問題となっていたのはハンガリー唯一の原発で、首都ブダペストの南約100kmに位置するパクシュ原子力発電所。1980年代に建設された4基のロシア型加圧水型原子炉(VVER)が国内における総発電量の約50%を供給しているが、いずれも運転期間が満了しつつある。このためハンガリー政府は新たに原子炉2基(パクシュⅡ)の建設を決定。

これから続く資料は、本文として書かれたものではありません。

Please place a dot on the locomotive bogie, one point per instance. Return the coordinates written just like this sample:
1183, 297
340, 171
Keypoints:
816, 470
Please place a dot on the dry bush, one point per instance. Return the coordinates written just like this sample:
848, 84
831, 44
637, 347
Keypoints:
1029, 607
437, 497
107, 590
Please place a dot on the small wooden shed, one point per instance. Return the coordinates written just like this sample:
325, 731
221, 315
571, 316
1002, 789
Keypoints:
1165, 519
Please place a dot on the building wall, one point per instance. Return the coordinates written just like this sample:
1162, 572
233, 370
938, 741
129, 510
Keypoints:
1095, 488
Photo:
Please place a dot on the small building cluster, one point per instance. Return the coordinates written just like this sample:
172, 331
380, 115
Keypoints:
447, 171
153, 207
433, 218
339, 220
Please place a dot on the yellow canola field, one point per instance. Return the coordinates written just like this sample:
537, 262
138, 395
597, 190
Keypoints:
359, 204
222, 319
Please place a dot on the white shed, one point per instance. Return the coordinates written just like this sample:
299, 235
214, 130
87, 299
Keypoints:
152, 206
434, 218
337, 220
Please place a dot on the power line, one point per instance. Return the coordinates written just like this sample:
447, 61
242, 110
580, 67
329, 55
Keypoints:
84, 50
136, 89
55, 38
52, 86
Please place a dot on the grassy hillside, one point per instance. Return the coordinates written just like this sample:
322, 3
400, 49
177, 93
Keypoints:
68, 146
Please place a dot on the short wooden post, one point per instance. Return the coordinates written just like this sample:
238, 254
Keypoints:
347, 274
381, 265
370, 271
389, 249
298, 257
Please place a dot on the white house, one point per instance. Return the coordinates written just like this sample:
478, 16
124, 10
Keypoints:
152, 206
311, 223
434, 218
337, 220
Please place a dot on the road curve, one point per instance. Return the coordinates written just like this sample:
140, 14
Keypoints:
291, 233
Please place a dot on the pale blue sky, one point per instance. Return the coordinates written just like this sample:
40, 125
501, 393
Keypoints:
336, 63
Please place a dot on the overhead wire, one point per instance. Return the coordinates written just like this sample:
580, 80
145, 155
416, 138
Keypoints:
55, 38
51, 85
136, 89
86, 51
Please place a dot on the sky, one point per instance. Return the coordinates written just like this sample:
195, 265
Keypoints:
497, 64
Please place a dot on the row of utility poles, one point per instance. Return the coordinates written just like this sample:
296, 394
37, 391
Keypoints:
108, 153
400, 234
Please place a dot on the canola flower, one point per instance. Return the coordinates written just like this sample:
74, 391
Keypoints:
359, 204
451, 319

2014年1月に行われたロシアとの首脳会議で、露国営原子力企業ロスアトムに原子炉の増設工事を委託し、ロシア側は建設費の過半を占める最大100億ユーロの借款を供与することで合意した。

欧州委はハンガリー政府が入札を実施せず、直接ロスアトムを指名した点を問題視し、公共調達に関するEUルールに抵触するとして、15年11月に同国に対する違反手続きを開始。続いてハンガリー政府が計画している低利融資を通じた支援策についても本格調査に着手した。公共調達ルールとの関連では、プロジェクトに必要な技術要件を満たしていたのはロスアトムだけだった点や、ロスアトムと契約を結ぶ前の段階で欧州委のバローゾ前委員長から承諾を得ていたとするハンガリー側の主張が認められ、昨年11月に調査が打ち切られた。

欧州委によると、ハンガリー政府はプロジェクトに対する資金支援が公正な競争を損なう恐れがあるとの懸念に対応するため、パクシュ原発を運営する国営電力会社MVMから切り離してパクシュⅡを運営すると共に、パクシュⅡが生み出す利益はすべて政府への返済と運転資金に充て、発電設備を拡充するための再投資は行わないことを確約。さらにエネルギー市場の流動性を確保するため、パクシュⅡの総発電量のうち少なくとも30%を公開市場で販売し、残りは入札方式で売却するシステムを構築することを提案した。